There is a part of America, or American society if you will, whose existence the rest of America would rather ignore, and does so. And if they don’t, they generally dismiss these people on the fringes of society as ‘white trash’ or ‘trailer trash’, bringing with it an enormous stigma. Drug addicts, drunks, strippers in seedy bars, this is a group of people at the bottom of the barrel. But Roberto Minervini’s new documentary The Other Side (Louisiana), playing in Un Certain Regard, shows that beyond the negatives you will find individuals who experience the same emotions as the rest of us, have the same dreams as the rest of us, and are just as much human beings as the rest of us. Despite a jarring shift of focus in the final third, the first hour of The Other Side offers an extremely touching and oftentimes sad portrait of people who have taken a wrong turn in life, desperately trying to turn the car around, or at least stay on the road.

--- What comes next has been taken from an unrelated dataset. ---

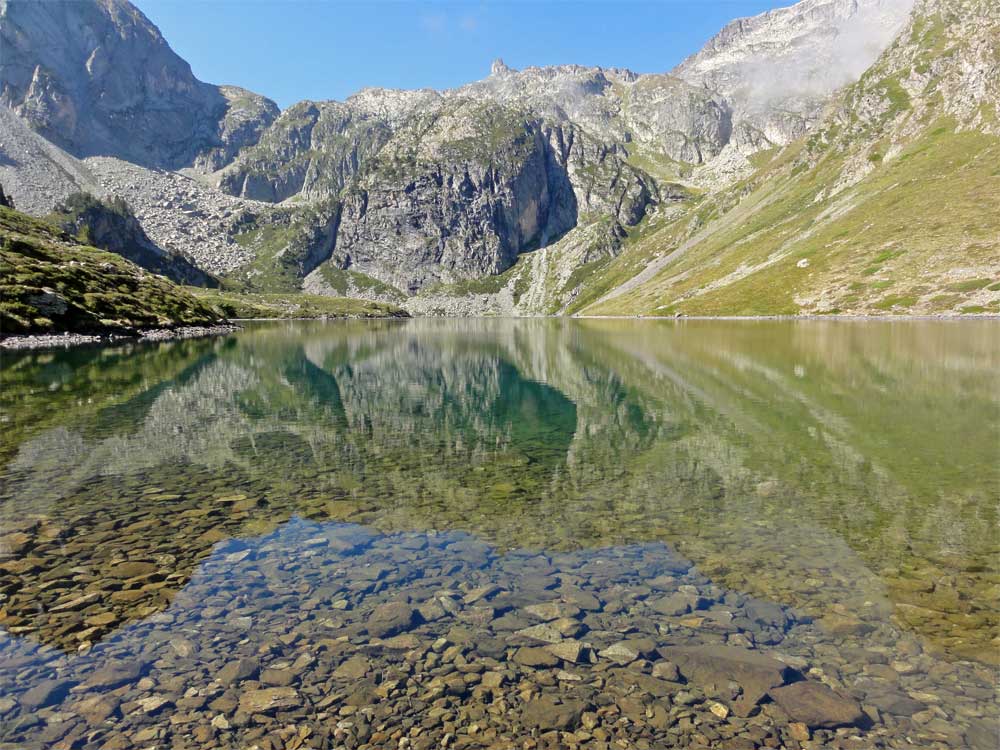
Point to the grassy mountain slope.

Although it is billed as a documentary, at times, given what is on display, this is hard to believe. The subjects of the film, and in particular those in the first two-thirds of the film, are documented in some incredibly private moments, including one where the two ‘leads’ of this section are having sex. This requires an enormous level of trust between the filmmaker and his subjects, trust that according to Minervini is built over a long time and through extended single takes, often 20 minutes long (obviously edited down for the film). The result is a submergence in this community that is complete, allowing us to get a close look at the humanity that these people undoubtedly possess, however dismissive we would normally be of them. Sure, Mark and Lisa are flawed people, but Minervini still portrays them as people, warts and all. So we get to know them as warm and loving too, as people who are capable of making sensible decisions, even if they are born out of despair, and as people willing to better themselves if possible. They know they are not the cream of the crop, and they don’t strive to be. But they do want out of the mess they are in, and it is here that the core that Minervini wants to show is touched upon: this is a group of people that feels left behind, disenfranchised. They are resolutely anti-government, and certainly sternly anti-Obama, but it would be too easy to label them as Republicans (to the point of one of the characters fiercely supporting Hillary Clinton). But above all, they feel they are not heard, and it seems they have grabbed on to this documentary to change that.

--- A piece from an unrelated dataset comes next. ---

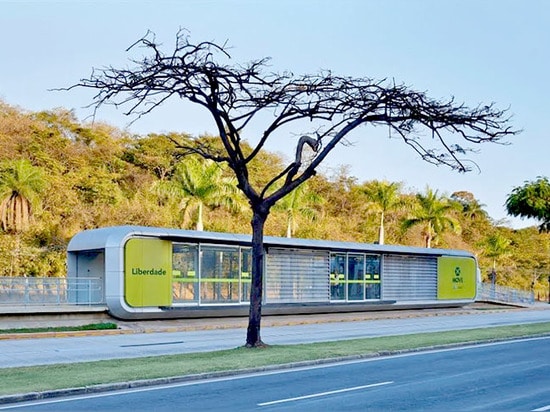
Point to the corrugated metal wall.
(409, 278)
(297, 276)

With his fly-on-the-wall approach, the camera often close to his subjects, Minervini catches these people at some of their most intimate moments, and it isn’t always pretty. Virtually everybody uses drugs of some kind (and sometimes several kinds). In one especially harrowing scene, one of the protagonists of the film is shown shooting heroin up the arm of a pregnant stripper, who is later shown while she does her act. The sadness of these images hits the viewer in the core. Instead of condemning them, there is a great sense of pity for these people that is evoked by the film, and a lot of humanity in the portrayal of Mark, Lisa, and the people in their vicinity. Mark meets his sister, also an addict, twice during the film, and you feel the familial love between them. Yet he still sells her drugs. Again, the characters are flawed, but they are not downright bad people. There is casual racism, there are of course the drugs and the booze, and there is at times the pent-up anger, but a lot of this comes from the feeling of being forgotten, and of all their rights being taken away.

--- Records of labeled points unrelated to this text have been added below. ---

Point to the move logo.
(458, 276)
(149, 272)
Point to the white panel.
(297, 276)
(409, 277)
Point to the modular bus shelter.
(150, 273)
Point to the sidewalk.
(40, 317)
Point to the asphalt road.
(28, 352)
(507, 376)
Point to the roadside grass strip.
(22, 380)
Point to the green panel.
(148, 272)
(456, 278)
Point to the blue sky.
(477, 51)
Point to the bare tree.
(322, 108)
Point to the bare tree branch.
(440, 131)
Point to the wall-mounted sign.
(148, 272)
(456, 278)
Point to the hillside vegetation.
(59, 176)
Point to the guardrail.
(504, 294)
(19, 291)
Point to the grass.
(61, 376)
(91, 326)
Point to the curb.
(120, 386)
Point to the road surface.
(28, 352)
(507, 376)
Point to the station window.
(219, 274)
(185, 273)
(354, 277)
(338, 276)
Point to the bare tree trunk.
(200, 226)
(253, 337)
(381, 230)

In the last half hour, the focus of the film shifts to another group of people, who also feel their rights are being taken away: a paramilitary group, formed by men who want to protect their ‘right to bear arms, to protect our families’. This is a group of people that you can more easily associate with right-wing nuts, and even though there are moments of clarity in their rhetoric, most of their opinions and actions conform more to the stereotypical image we have of militiamen like these. Here we rarely get a glimpse of the people behind the caricature, a glimpse we got so often in the first hour. The shift of focus is also so sudden that it is jarring. There is one thing that both these groups have in common though, and that is they feel trampled upon and besieged, forgotten and marginalized. The Other Side shows a part of society we rarely get to see, so intimately and stripped of clichés, baring an unexpected (because of prejudice) humanity that is at times affecting to the point of tears. Unfortunately, the film shifts gears in the last half hour and loses its power. Still, the first hour is some of the most powerful filmmaking seen on the Croisette this year, and for that hour alone, The Other Side should not be missed.